Scholz hat 17 Stunden im Flugzeug gesessen, um Biden am Freitag für etwas über eine Stunde persönlich zu treffen. Er bekommt kein elegantes Abendessen, wie Frankreichs Präsident Emmanuel Macron. Das Feuer in dem Kamin hinter den beiden gelben Sesseln brennt nicht, wie bei Ukraines Präsident Wolodomir Selenski. Es ist ein „Arbeitsbesuch“. Aber es bleibt offen, warum die beiden Männer, die seit Scholz' Amtsantritt in regelmäßigem Kontakt stehen, dieses Format gewählt haben.
Verschiedene Töne aus Washington und Berlin
Bei mehrere großen Themen schlagen Berlin und Washington verschiedene Töne an. Washington ist gegenüber Beijing zunehmend aggressiv. Für den Fall, dass Beijing Waffen an Moskau liefern sollte, droht es mit Sanktionen und internationaler Isolierung. Berlin hingegen, für das China der wichtigste Handelspartner ist, rät Beijing, es möge seinen Einfluss in Moskau nutzen, um einen Abzug der russischen zu Soldaten zu verlangen.
Wenige Tage vor dem „Arbeitsbesuch“ hat Jake Sullivan, Bidens Berater für Nationale Sicherheit, in einem Fernsehinterview angedeutet, dass auch andere Themen den Gleichschritt zwischen Berlin und Washington gestresst haben. Biden sei ursprünglich gegen die Lieferung US-amerikanischer Kampfpanzer an die Ukraine gewesen, sagt Sullivan.

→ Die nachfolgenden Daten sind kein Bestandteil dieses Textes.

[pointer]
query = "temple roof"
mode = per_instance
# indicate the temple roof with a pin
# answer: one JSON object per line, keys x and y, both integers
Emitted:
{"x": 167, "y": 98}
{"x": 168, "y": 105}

US-Militärs hätten davon abgeraten, sie hielten die deutschen Leopard-Panzer für geeigneter. Aber nachdem Berlin klar gemacht habe, es werde die Leopard-Panzer nur liefern, wenn auch Washington der Ukraine Panzer gebe, habe Biden eingelenkt: „Im Interesse der Einheit.“
Auch eine Recherche des US-amerikanischen Journalisten Seymour Hersh passt nicht in das transatlantische Idyll. Hersh schreibt, dass die Sabotage der Nord Stream Pipeline 1 und 2 auf die USA zurück geht. Laut dessen Recherche haben US-Navy-Taucher ein Nato-Manöver in der Ostsee im vergangenen Juni genutzt, um Sprengstoff an den Pipelines zu befestigen. Im September sei ihr Sprengstoff von Norwegen aus per Fernbedienung gezündet worden.
Hersh hat 1969 das Massaker von My Lai und 2004 die Folter im Gefängnis Abu Ghraib enthüllt, und ist für seine Arbeit vielfach ausgezeichnet worden. Aber seine Nord-Stream-Veröffentlichungen bezeichnen Sprecher des Weißen Hauses als „Unsinn“ und „Fiktion“. Ihrerseits bestreitet die Regierung in Berlin, dass sie Washington wegen der Kampfpanzer unter Druck gesetzt habe.
Republikaner gegen Ukraine-Hilfen
Seit dem russischen Angriff sind die USA der weltweit größte Waffenlieferant der Ukraine geworden, Deutschland der größte auf dem europäischen Festland. Am Freitag, als Scholz und Biden im Oval Office tagen, kündigt die US-Regierung eine weitere Waffenlieferung im Wert von 400 Millionen an. Sie wird vor allem aus Munition für schweres Geschütz bestehen.
Doch intern sind die USA gespalten über ihr Vorgehen in der Ukraine. Die massiven Waffenlieferungen sind zunehmend umstritten – insbesondere bei Anhängern der Republikanischen Partei. Nach einer Umfrage von Pew Research finden 40 Prozent von ihnen, dass ihr Land „zu viel“ für die Ukraine tue. Mehrere potenzielle republikanische Präsidentschaftskandidaten für 2024 haben eine Kehrtwende angekündigt. Ron DeSantis aus Florida betrachtet Russland „nicht als Drohung auf derselben Ebene wie China“.